Project logistics
- Mentor: Leonid Andreev, Gustavo Durand, Pete Meyer, and Ata Turk email: leonid-at-harvard-dot-edu, gdurand-at-iq-dot-harvard-dot-edu, meyer-at-hms-dot-harvard-dot-edu
- Min-max team size: 3-5
- Expected project hours per week (per team member): 6-8
- Will the project be open source? Yes
Preferred past experience
- Java (Rather important)
- Web development (Rather important)
- Python (Rather important)
- Globus (Good to have)
Project Overview:
Dataverse is an open source research data repository software that provides dataset owners incentives to share their datasets and get credit through data citation.
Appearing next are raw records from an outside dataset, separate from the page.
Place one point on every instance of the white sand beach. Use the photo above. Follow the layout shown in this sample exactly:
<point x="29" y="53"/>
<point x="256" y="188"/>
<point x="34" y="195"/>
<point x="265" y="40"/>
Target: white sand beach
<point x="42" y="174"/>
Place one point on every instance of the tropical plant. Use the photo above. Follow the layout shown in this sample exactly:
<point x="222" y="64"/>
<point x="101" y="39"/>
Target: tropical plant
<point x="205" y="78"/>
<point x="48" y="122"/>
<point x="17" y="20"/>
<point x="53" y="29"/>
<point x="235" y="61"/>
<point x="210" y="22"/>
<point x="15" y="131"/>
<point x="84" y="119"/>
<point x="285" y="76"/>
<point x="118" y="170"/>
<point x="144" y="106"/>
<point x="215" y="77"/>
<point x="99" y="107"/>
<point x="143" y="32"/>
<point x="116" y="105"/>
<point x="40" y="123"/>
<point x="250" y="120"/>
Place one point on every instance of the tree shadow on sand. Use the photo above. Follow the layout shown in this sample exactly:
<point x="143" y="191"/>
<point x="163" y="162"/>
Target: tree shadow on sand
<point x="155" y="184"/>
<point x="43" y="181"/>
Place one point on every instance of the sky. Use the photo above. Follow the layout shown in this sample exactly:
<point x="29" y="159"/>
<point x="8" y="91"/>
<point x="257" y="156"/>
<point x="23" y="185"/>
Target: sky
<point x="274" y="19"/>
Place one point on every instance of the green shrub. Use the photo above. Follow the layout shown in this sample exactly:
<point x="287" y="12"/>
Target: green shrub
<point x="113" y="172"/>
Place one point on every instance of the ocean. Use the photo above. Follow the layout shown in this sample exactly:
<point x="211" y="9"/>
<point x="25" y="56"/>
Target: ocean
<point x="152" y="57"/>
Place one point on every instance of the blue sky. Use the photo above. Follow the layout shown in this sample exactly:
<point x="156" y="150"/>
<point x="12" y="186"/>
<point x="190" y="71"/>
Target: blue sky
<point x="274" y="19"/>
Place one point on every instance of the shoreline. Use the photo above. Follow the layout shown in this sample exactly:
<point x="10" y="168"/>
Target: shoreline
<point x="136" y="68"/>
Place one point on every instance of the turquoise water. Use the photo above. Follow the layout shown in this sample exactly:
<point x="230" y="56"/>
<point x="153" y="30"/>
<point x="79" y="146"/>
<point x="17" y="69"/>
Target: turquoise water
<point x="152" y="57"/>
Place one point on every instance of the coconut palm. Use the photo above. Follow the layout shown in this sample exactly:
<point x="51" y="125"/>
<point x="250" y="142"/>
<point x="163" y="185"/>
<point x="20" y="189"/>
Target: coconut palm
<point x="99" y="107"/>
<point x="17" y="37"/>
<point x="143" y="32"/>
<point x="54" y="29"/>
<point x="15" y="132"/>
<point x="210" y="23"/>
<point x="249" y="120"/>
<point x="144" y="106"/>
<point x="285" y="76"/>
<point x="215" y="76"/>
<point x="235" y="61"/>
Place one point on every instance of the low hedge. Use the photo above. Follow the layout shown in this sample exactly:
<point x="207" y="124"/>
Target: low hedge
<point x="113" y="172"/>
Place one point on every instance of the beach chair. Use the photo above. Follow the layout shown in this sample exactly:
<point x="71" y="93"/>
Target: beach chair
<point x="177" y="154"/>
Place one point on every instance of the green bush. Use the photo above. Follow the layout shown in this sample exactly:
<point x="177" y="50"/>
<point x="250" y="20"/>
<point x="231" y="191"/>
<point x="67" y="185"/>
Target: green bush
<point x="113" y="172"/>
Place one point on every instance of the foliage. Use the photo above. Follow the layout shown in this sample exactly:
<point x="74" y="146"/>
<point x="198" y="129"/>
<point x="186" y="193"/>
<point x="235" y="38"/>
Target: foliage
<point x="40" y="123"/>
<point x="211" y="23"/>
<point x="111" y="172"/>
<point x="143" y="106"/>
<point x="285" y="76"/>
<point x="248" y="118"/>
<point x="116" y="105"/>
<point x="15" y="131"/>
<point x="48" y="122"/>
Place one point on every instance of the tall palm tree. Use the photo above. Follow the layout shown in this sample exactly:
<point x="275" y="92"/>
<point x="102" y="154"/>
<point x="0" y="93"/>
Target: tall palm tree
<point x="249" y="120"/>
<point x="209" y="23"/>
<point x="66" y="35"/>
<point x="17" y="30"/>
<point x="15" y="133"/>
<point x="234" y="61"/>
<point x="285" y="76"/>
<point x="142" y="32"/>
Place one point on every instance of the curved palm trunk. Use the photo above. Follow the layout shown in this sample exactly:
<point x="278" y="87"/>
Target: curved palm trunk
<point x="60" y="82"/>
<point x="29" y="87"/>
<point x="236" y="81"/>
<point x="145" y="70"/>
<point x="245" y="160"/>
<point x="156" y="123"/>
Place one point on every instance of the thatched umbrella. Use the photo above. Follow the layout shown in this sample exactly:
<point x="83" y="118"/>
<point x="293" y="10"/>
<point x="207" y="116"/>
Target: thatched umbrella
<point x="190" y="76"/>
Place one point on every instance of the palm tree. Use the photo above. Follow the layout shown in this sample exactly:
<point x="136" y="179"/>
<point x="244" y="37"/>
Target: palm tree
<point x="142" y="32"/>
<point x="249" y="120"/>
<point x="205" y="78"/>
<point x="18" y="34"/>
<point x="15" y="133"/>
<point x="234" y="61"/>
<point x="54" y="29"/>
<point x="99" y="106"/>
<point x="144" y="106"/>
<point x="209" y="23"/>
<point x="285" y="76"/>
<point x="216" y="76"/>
Cloud Dataverse project aims to extend Dataverse such that (i) datasets are stored in Cloud Object Storage Systems such as OpenStack Swift and (ii) stored datasets are made available to BigData clusters (Hadoop/Spark ...) spinned up in the cloud (e.g. via OpenStack Sahara).
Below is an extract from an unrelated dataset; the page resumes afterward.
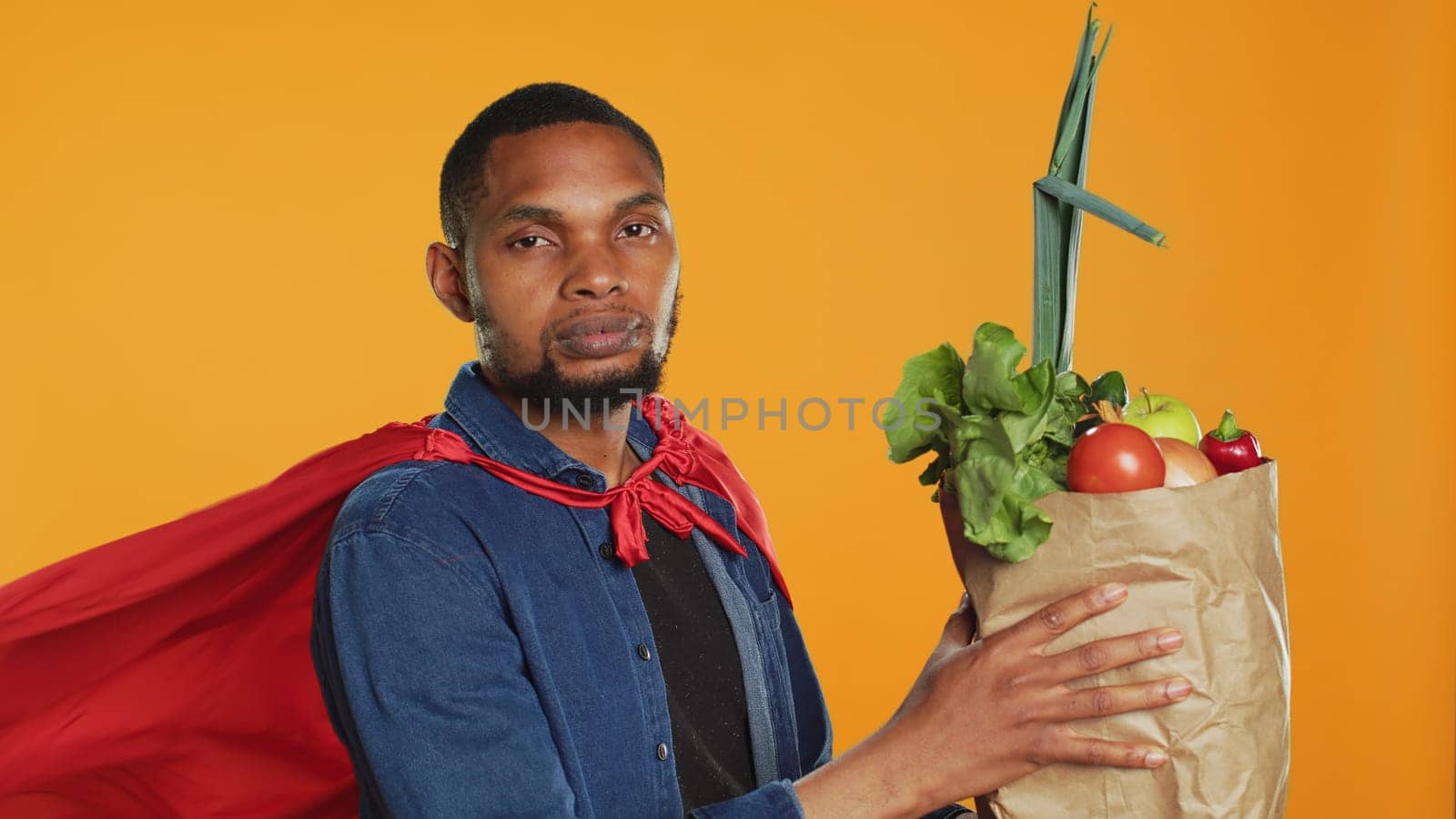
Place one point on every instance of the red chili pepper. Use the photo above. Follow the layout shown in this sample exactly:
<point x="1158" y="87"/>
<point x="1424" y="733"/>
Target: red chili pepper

Overall goal is to build a system that functions similar to the combination of Amazon public datasets and Amazon Web Services Elastic MapReduce.
Some Technologies you will learn/use:
- BigData technologies: OpenStack Sahara
- Dataverse: Data sharing, data publishing, and data archiving technologies
- Cloud-based object storage technologies: OpenStack Swift
- Java EE